Berlin est une ville d’histoire, mythique et palimpseste qui oscille entre le passé et l’avenir et qui a parfois du mal à s’installer dans le présent.

Cette description de Berlin, qui je trouve, colle très bien à la ville, je l’ai trouvée dans ce qui est mon guide de Berlin préféré : “Berlin, le Guide Autrement” de Sophie Lorrain et Vincent von Wroblewsky.

S’il est mon préféré c’est parce qu’il ne se limite pas à une liste de jolies photos des meilleurs restaurants véganes de Mitte mais qu’il s’intéresse vraiment à la ville, ses habitants, ses coutumes, au-delà de l’anecdotique.

Les balades proposées changent des thématiques habituelles, l’humour est présent, avec des considérations du genre : “Durée d’exploration, trois heures ou plus selon les conversations avec les habitants !”. Car c’est plutôt un bouquin qui essaye de vous impliquer plutôt que de vous positionner en spectateur.

On y trouve un petit glossaire de Berlinois (savez-vous ce qu’est le Milljöh?), des textes où il est question de Berlin, tirés d’une quinzaine de bouquins signés Madame de Staël, Heinrich Mann, Döblin, Nabokov, Brecht, Tournier, Robe-Grillet ou d’autres, 2 pages sur les partis politiques…

Tout petit point négatif, c’est que le livre ayant été publié en 2004 certaines infos sont caduques, comme certains horaires et tarifs.
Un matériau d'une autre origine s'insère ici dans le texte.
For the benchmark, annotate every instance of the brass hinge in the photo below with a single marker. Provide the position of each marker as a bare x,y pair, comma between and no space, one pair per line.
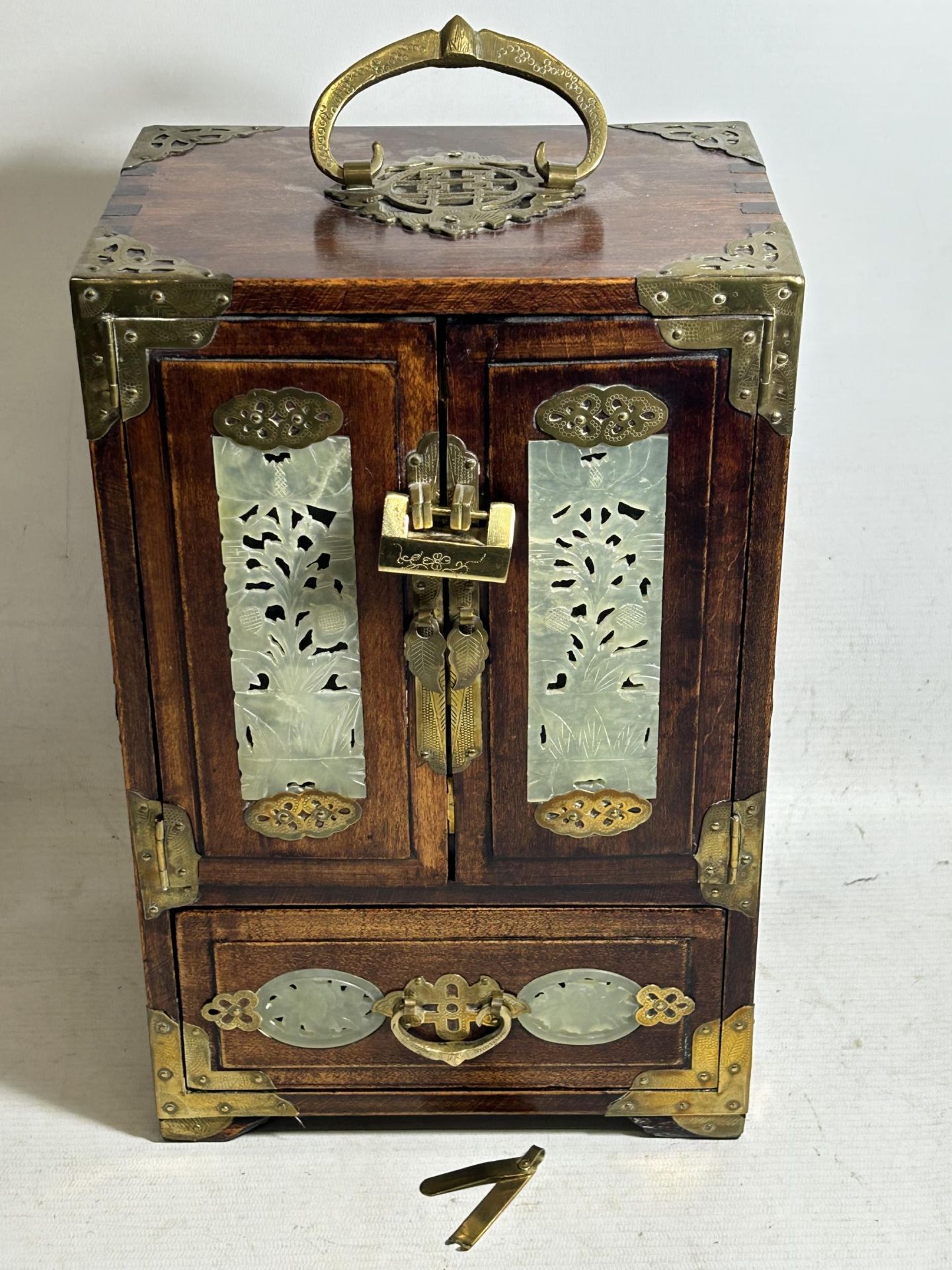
167,861
730,851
Par exemple le ticket AB qui a bien augmenté depuis, et bien sûr il n’y est pas question de la ligne U55. Mais pour ce type d’infos, le net est ton ami.

Autre point négatif, “Berlin, le Guide Autrement” n’est malheureusement plus distribué et il vous faudra faire les puces ou les bouquinistes pour le trouver. Mais croyez-moi, sa quête vaut le coup. Et on ne sait jamais, suite à ce billet, l’éditeur va peut-être le publier de nouveau.

Pour vous donner envie :

Berlin est une ville à l’échelle d’une région construite sur le sable du Brandebourg. À 250 km à vol d’oiseau de la mer Baltique, installée au confluent de deux rivières — la Spree et la Havel, elle est située au centre de la grande plaine qui s’étend jusqu’à Varsovie. Berlin frappe par son immensité, par son ciel aux couleurs du Nord balayé par un vent si froid en hiver, si agréable durant les étés continentaux, et qui rend l’air aussi léger qu’un « air de Champagne » (Champagnerluft), par ses espaces naturels, ses forêts et ses lacs, qui couvrent plus d’un quart des 800 km2 de la superficie berlinoise et qui permettent de goûter aux joies de la nature en pleine cité.

Ville d’eau — on y compte plus de ponts qu’à Venise —, de forêts, Berlin est aussi une ville d’histoire, mythique et palimpseste qui oscille entre le passé et l’avenir et qui a parfois du mal à s’installer dans le présent. Ville de destructions et de constructions perpétuelles, composée d’une multitude de villages — dont le caractère n’a pas totalement disparu lors de la constitution en 1920 du Gross Berlin —, elle fut partagée en deux centres durant la guerre froide et cherche, à l’heure actuelle, à redonner sens au terme Mitte (centre-ville).


Milljöh: Je vous aide, cela a un rapport avec Heinrich Zille et les arrière-cours.